NASA’s GMAO Helps Keep NASA Flying

Discover cluster will enable high-resolution weather predictions and climate simulation and modeling.

At a Glance:

  • NASA’s Global Modeling and Assimilation Office (GMAO) analyzes weather and climate data from many observing systems to aid and guide NASA missions.

  • NASA Goddard’s latest addition to the Discover HPC system is a cluster of Intel® Xeon® Scalable processors and Cornelis Networks fabric1. It enables GMAO to further their mission to support NASA’s—and other agencies and researchers—ongoing work around and over the globe.

author-image

By

Executive Summary

NASA’s Global Modeling and Assimilation Office (GMAO) is located at the Goddard Space Flight Center in Greenbelt, Maryland. The office’s mission is to “maximize the impact of satellite observations on analyses and predictions of the atmosphere, ocean, land, and cryosphere.” One of the GMAO’s activities is to use the data from over 5,000,000 observations acquired every six hours to predict weather and model climate on a global scale, sometimes with resolutions as fine as 1.5 km2. The global surface area of Earth is 510,072,000 km2 (196,939,900.212 mi2) with water cover­ing 70.8 percent and land taking up 29.2 percent. Predicting weather and modeling climate at these scales takes a lot of computing power provided by NASA Goddard’s Computational and Information Sciences and Technology Office (CISTO).

Challenge

“We support a variety of NASA’s missions and field campaigns with weather pre­dictions and other atmospheric and climate research analyses, some of which are consumed by other organizations,” explained Dr. Bill Putman, a GMAO researcher.

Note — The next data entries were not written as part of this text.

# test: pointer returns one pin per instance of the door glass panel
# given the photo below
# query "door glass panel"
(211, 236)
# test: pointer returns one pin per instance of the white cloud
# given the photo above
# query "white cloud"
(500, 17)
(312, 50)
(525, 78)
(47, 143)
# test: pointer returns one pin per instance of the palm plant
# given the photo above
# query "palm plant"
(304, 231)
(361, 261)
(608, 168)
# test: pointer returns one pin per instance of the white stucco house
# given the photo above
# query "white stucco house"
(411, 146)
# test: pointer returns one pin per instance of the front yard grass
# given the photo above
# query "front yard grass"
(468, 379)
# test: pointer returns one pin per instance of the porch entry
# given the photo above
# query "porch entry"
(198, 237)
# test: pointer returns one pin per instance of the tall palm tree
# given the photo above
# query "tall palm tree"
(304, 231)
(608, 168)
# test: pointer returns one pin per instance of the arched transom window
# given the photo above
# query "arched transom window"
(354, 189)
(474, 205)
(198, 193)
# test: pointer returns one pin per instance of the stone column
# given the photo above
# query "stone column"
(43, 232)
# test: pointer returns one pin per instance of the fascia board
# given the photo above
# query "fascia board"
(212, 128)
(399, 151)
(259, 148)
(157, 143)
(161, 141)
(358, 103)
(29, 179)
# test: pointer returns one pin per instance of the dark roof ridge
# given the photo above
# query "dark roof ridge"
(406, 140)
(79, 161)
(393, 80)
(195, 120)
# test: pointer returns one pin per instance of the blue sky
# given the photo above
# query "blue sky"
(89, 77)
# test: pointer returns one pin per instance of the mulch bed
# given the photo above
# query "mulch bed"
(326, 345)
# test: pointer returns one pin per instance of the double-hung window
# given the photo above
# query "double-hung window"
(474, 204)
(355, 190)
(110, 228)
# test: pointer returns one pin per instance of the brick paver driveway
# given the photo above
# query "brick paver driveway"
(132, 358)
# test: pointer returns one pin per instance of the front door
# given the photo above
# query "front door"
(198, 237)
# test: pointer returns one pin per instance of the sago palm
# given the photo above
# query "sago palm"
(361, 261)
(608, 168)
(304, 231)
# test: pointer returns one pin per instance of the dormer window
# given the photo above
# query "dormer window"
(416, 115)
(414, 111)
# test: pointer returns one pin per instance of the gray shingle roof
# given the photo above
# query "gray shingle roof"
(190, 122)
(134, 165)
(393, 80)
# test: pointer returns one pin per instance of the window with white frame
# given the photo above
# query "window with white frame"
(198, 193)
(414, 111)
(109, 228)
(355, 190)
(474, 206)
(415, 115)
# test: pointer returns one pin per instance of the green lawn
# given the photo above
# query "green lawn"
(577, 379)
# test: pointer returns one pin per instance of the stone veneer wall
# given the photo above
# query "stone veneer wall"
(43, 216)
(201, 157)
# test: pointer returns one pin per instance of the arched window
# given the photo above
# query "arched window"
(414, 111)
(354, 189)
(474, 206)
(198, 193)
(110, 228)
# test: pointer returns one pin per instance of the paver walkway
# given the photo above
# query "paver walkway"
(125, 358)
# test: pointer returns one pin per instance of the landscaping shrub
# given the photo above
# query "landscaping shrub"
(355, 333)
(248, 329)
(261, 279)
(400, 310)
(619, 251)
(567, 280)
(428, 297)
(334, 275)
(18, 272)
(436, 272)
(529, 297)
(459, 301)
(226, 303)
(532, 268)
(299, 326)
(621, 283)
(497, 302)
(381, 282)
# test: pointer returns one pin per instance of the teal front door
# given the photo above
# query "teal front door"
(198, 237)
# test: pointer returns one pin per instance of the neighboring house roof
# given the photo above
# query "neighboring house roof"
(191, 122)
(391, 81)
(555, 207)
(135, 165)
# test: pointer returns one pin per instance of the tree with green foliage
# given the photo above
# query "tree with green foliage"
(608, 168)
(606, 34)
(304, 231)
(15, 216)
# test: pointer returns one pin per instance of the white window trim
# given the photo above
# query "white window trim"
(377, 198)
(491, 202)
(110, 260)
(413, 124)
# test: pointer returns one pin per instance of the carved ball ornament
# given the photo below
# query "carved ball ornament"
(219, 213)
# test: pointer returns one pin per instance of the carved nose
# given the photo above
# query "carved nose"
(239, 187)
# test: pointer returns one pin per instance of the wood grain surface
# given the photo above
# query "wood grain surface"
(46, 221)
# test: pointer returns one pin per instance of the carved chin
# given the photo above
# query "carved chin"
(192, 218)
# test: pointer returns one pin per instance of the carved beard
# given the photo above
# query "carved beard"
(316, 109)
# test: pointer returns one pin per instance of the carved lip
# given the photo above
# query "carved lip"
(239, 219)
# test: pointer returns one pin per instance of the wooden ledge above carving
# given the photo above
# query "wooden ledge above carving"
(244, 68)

GMAO products include a wide range of data, such as:

  • Short-range (days to a week) numerical weather predictions to support activities, like satellite missions and NASA research aircraft taking a certain flight path to capture samples for aerosol or chemical studies for NASA field campaigns
  • Longer-range, seasonal predictions (weeks to months), often in collaboration with other agencies, such as the National Oceanographic and Atmospheric Administration (NOAA)
  • Other large collaborative efforts with national and international organizations
  • Re-analyses of very long-term (years to decades) climate and atmospheric conditions, publicizing data used for global climate baselines that might be consumed by other researchers

“There are only a few centers around the world,” added Putman, “that produce these types of high-quality re-analyses. They become very reputable data sets and useful for services around the nation and the world.”

GMAO’s short-range weather predictions are based on NASA’s Goddard Earth Observing System (GEOS) model that is run four times a day. The analysis inte­grates over 5,000,000 observations every six hours from satellites, weather balloons, and sensors deployed on land, in aircraft, on ships, and on ocean buoys around the world. Longer-term predictions are based on seasonal ensemble predictions that cover a variety of possible outcomes over weeks to months. Addi­tionally, GMAO supports computational research and development that often lead to new data products or advanced production systems later.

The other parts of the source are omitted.